Put some scopes on hookedon.co. Come check us out. Like us on Facebook and win a t shirt. I can get fishing rods. I can get ammo also. Dnt know the rules about selling ammo so if anybody knows. Please steer me in right direction. I can get tree stands and such. Big items will have to be pickup only tho. Or you pay shipping. Ask me what you need. Let me help you. Lowest prices and great customer satisfaction.


----------



## Roro1 (Jul 11, 2016)

Please like us on Facebook. Drawing for a new Drake T Shirt will b in a few days. Great prices. Check us out. www.hookedon.co


----------



## Roro1 (Jul 11, 2016)

Drawing tonight for Drake T Shirt. Go like us now!!! 
https://m.facebook.com/hookedonhuntingfishing/


----------



## shrapnel (Jan 22, 2016)

Sure would be nice if you included the specs with the reels your selling. Line capacity, Max drag, weight etc.


----------



## Roro1 (Jul 11, 2016)

You are probably right. Thank you.


----------



## Roro1 (Jul 11, 2016)

shrapnel said:


> Sure would be nice if you included the specs with the reels your selling. Line capacity, Max drag, weight etc.


Thank you for letting me know how to make the website better. ? I included last night in most all the reels the line capacities and ratios and BB. Please anybody else have any ideas to make it easier to buy or browse please let me know. www.hookedon.co
Like us on fb. 
https://m.facebook.com/hookedonhuntingfishing/


----------



## Deeplines (Sep 28, 2007)

Like the website. Real easy to navigate.


----------



## Roro1 (Jul 11, 2016)

Deeplines said:


> Like the website. Real easy to navigate.


Thank you for the positive feedback. We are just family owned and want the best experience for a hunter or fisherman. Please ask if you want something that is not on website. Rods, scopes. I can't get a lot of knives, tactical scopes. You name it. 
I can get a lot of terminal tackle also. Hooks and small stuff I have to buy in larger quantities. Just dnt have room to keep inventory. Please just ask.


----------



## Breeze (Mar 23, 2012)

Website looks good. But just a heads up, I went under optics and clicked on Binoculars and it took me to fishing reels. Seems like good prices on some of the things I looked at though.


----------



## Roro1 (Jul 11, 2016)

Breeze said:


> Website looks good. But just a heads up, I went under optics and clicked on Binoculars and it took me to fishing reels. Seems like good prices on some of the things I looked at though.

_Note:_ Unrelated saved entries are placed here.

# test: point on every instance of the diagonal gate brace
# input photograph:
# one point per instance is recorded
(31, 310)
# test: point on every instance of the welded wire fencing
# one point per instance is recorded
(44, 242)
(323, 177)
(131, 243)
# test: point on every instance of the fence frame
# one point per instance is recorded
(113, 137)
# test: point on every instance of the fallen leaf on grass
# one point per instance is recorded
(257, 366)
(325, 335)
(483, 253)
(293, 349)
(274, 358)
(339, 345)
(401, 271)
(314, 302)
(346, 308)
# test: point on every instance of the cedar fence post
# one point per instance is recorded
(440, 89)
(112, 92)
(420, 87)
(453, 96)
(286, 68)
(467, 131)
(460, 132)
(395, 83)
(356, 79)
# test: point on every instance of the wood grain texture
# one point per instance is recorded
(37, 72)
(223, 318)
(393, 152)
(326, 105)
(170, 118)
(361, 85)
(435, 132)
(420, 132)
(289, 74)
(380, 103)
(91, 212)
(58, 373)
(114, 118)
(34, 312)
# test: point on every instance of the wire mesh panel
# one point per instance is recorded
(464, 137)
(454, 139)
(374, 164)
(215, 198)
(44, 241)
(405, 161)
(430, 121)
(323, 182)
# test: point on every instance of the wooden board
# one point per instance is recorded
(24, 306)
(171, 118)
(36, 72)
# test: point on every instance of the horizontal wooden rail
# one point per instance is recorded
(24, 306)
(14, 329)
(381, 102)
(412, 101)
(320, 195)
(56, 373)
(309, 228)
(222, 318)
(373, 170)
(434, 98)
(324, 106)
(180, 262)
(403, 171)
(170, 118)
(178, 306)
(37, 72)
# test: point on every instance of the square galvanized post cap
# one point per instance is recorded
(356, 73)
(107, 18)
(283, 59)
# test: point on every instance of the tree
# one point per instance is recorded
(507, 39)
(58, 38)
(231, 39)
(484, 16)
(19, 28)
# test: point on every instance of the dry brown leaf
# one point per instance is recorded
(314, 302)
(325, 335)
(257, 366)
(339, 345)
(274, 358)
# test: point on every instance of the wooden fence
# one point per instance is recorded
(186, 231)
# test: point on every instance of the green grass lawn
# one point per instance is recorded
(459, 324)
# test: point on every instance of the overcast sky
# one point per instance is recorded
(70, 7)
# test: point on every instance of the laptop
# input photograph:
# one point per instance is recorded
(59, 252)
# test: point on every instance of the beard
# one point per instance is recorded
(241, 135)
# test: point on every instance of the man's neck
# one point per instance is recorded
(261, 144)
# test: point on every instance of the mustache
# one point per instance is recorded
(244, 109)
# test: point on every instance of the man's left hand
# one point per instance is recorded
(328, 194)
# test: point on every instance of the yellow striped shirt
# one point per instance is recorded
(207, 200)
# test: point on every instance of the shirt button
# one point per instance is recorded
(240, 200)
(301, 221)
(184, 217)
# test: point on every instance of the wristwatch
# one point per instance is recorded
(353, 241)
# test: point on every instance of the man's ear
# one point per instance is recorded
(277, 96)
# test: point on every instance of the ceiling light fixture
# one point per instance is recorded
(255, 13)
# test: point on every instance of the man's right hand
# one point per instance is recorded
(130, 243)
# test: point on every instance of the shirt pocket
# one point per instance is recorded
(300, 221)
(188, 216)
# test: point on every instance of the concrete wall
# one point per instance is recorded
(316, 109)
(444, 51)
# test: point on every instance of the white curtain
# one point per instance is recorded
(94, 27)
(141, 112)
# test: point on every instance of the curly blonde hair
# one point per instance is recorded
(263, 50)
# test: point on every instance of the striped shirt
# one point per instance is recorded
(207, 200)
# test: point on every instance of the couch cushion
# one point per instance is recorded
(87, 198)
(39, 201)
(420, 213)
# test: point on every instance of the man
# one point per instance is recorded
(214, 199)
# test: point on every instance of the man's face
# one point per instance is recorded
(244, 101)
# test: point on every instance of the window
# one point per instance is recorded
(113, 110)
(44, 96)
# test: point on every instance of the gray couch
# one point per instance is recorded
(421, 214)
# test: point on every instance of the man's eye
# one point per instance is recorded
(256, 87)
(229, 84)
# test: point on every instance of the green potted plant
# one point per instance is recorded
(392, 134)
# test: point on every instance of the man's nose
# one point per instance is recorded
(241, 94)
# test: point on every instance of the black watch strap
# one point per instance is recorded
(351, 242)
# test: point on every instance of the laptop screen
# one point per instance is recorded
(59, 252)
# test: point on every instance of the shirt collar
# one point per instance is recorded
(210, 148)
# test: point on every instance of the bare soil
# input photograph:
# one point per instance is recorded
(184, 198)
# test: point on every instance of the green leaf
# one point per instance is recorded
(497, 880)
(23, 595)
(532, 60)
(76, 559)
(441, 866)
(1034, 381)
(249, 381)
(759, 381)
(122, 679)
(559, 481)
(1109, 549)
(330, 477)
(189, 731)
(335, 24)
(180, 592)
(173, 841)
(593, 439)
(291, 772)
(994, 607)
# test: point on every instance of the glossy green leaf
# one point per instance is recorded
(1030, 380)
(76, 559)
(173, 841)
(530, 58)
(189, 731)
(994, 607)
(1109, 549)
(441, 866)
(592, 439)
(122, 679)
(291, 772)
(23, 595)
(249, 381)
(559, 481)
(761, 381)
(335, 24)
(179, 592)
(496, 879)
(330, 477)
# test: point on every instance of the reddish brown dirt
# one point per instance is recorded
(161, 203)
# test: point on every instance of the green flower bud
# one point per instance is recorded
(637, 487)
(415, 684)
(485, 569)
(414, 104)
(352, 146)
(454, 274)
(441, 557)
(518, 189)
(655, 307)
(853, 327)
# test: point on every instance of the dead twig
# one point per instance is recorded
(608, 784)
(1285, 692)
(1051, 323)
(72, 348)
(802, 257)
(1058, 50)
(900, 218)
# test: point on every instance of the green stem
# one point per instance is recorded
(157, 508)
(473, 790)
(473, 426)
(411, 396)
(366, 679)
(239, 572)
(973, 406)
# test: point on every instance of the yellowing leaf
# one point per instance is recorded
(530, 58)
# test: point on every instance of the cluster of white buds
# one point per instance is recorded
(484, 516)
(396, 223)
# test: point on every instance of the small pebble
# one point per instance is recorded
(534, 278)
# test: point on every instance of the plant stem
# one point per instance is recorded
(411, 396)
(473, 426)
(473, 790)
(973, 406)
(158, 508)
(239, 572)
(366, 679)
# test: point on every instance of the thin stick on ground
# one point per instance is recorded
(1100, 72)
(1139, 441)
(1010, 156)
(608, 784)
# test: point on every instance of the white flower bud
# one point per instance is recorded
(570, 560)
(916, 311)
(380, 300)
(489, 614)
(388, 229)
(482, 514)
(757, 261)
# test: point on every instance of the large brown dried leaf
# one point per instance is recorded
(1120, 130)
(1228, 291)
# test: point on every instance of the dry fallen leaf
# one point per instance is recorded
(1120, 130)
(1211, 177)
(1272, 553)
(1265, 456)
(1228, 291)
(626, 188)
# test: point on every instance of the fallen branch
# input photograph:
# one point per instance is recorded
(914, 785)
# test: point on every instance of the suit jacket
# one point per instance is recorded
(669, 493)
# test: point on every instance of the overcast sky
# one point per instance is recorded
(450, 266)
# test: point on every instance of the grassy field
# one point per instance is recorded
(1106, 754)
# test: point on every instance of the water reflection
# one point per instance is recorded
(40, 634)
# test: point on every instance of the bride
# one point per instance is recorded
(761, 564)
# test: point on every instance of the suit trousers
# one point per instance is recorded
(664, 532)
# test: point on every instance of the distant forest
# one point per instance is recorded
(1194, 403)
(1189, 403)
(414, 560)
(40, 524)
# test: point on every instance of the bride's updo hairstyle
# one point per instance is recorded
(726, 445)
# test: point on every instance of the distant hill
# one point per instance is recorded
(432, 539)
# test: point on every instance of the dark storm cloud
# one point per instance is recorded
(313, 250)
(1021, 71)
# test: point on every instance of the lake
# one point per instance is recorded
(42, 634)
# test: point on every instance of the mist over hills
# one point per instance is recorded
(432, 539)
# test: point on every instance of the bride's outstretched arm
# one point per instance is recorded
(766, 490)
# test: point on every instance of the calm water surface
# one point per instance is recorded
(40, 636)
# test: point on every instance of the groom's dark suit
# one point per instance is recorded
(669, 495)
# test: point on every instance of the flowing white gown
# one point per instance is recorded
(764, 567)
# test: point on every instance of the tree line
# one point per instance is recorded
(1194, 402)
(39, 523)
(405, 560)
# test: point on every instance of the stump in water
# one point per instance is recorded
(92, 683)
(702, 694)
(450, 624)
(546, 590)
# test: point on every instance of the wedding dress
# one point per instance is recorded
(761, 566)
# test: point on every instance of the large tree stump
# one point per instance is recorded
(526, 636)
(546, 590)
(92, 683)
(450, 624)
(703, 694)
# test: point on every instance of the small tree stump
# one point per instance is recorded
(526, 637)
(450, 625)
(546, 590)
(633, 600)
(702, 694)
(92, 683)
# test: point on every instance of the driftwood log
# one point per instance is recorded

Thank you for the heads up. I will go in and change the direction of link. I still have to add some binoculars. Any specific brands anybody wants?


----------



## Coconut Joe (Oct 5, 2007)

Roro1 - sent you a PM.


----------



## Roro1 (Jul 11, 2016)

Coconut Joe said:


> Roro1 - sent you a PM.


Sorry late reply. Just pm you back.


----------